Ebbene, dopo aver escluso la configurabilità della violenza privata perché assorbita nella violazione di domicilio, il Collegio ha assolto l’imputata da quest’ultimo reato sulla base di una duplice ragione: da un lato - si è rilevato - non era possibile pretendere un immediato abbandono dell’abitazione la sera della violenza (“avendo con loro una figlia minore e non risultando che avessero altro posto dove andare”); dall’altro lato dal momento del licenziamento per giusta causa (che, come noto, non richiede un preavviso) “erano passati solo tre giorni, termine non congruo per trovare una
sistemazione per una famiglia di tre persone”.
L’insegnamento che traspare dalla sentenza è chiaro: astrattamente il comportamento del lavoratore domestico che, a fronte del venir meno del rapporto contrattuale e di una richiesta espressa, si rifiuta di lasciare l’abitazione in cui coabita con il datore di lavoro integra il reato di violazione di domicilio; tuttavia, in caso di licenziamento per giusta causa, affinché il reato possa ritenersi in concreto consumato è necessario che sia decorso un termine congruo.
Problema che invece non sembra porsi nel diverso caso di recesso del contratto, posto che il termine (di preavviso e, dunque, di rilascio) è in tale ipotesi direttamente individuato dal contratto collettivo nazionale.
Si prenda ora in esame il secondo caso, ossia quello del lavoratore domestico al quale sia stato messo a disposizione un alloggio indipendente.
L’ipotesi è espressamente disciplinata dall’art. 40, co. 3, del contratto collettivo nazionale, secondo il quale in caso di risoluzione alla scadenza del preavviso l’alloggio deve essere rilasciato, libero da persone e da cose non di proprietà del datore di lavoro.
Ebbene, ove ciò non avvenga, risulta integrato il reato di violazione di domicilio?
La risposta sembra dover essere negativa.

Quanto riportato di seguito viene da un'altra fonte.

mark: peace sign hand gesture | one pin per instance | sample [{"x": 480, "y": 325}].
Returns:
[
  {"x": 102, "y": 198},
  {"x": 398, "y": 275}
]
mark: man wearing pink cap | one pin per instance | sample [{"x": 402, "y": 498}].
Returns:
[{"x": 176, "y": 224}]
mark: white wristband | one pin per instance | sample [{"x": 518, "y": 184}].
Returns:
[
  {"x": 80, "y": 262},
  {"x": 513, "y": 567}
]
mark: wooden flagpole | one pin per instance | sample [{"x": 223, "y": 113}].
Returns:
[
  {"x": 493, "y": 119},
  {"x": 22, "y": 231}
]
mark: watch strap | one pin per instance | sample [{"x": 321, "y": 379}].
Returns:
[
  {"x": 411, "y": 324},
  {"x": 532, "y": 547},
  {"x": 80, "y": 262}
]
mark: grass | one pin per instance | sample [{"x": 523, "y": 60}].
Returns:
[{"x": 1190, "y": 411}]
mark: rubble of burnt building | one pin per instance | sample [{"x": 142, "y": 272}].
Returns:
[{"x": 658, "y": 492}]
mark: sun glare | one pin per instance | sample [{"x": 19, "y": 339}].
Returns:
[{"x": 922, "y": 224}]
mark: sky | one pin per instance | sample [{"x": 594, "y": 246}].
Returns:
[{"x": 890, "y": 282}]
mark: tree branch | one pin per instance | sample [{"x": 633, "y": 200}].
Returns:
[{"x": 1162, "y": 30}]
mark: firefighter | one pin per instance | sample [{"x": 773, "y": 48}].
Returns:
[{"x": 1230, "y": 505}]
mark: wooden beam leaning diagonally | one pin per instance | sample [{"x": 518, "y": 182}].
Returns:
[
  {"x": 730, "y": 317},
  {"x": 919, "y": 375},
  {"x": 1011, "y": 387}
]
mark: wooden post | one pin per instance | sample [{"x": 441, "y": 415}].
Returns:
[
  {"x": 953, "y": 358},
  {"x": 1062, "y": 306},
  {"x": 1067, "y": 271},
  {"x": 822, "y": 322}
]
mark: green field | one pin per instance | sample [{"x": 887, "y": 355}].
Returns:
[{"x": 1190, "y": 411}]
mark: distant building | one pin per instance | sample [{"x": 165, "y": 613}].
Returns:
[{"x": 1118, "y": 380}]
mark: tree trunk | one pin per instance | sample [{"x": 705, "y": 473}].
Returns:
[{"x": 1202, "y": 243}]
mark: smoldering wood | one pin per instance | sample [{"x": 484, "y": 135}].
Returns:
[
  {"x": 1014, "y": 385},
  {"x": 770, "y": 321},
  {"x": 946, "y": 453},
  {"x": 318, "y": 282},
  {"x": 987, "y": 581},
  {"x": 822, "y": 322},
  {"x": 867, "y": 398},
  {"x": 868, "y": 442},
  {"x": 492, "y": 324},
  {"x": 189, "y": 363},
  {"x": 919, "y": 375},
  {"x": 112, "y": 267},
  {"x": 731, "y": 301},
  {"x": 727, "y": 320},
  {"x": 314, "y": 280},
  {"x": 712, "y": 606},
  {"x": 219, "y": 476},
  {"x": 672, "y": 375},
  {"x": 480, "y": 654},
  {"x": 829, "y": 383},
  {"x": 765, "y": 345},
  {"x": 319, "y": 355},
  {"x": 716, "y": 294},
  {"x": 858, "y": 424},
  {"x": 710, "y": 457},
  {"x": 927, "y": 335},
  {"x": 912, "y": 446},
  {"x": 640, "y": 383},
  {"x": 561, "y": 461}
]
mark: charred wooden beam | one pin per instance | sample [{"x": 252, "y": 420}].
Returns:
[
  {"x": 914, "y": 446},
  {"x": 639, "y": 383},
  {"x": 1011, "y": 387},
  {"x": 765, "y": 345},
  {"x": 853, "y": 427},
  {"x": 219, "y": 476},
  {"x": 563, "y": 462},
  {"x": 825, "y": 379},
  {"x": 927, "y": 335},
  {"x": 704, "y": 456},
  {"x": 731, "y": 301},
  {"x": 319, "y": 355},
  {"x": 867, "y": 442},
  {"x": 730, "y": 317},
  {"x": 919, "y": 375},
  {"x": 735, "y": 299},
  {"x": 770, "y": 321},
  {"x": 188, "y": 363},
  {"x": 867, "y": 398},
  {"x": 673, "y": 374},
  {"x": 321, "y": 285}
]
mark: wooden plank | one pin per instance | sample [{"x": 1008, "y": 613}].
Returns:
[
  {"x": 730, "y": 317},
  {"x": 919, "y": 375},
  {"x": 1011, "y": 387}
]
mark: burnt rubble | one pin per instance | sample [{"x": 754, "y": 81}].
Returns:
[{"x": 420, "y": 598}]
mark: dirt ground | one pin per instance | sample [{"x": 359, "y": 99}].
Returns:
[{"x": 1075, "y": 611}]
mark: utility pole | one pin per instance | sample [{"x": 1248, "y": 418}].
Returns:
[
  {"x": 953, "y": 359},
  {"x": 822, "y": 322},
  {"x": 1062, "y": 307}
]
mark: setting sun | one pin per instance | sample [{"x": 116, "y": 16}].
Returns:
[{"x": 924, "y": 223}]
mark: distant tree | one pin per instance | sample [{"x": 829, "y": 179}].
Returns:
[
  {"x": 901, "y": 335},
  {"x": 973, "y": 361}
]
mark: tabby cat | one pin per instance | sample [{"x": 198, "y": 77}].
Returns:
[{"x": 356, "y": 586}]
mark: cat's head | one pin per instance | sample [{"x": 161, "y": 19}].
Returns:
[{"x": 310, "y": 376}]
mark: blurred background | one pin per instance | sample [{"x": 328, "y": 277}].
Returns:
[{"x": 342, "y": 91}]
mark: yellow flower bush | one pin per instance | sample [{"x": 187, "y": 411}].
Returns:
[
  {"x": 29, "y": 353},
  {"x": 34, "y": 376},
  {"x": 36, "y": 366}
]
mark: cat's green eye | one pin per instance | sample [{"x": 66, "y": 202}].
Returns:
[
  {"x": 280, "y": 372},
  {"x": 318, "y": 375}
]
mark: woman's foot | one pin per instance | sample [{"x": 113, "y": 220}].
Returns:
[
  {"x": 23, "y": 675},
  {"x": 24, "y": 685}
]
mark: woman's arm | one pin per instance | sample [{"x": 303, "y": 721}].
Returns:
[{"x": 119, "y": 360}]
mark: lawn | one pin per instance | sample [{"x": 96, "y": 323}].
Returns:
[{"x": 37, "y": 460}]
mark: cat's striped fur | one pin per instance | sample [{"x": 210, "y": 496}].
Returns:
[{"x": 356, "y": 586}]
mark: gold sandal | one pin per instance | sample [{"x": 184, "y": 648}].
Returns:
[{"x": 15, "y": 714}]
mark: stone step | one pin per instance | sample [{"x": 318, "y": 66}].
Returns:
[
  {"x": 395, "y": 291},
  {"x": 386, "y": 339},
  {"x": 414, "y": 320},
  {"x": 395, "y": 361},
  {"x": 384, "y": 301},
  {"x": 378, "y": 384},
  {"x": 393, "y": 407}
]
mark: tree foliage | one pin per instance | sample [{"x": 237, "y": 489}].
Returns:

L’art. 614 c.p. tutela l’abitazione, gli altri luoghi di privata dimora e le loro appartenenze purché vi sia un’attualità dell’uso, in virtù della quale può appunto
parlarsi di domicilio. In altre parole, affinché trovi applicazione la norma penale è necessario che i luoghi siano effettivamente adibiti alla funzione cui il domicilio deve assolvere; ossia che vi
sia non già la semplice destinazione, ma la effettiva fruizione di questi come luoghi in cui si svolge o deve svolgersi la vita privata della persona.
Ciò, peraltro, non implica che il proprietario debba essere sempre fisicamente presente: il requisito dell’attualità sussiste anche nel caso di assenza, più o meno prolungata, da parte dell’avente diritto o di un uso solo saltuario (ed è per tale ultima ragione che tra i luoghi tutelati rientra anche la casa di villeggiatura utilizzata solo in determinate stagioni).
Ebbene, pare evidente che nel caso di un alloggio indipendente messo a disposizione del lavoratore domestico non possa parlarsi né di abitazione, né di altro luogo attualmente adibito a privata dimora.
Il che porta ad escludere che, in caso di mancato rilascio, si concreti, oltre alla violazione del contratto, anche il reato di cui all’art. 614 c.p."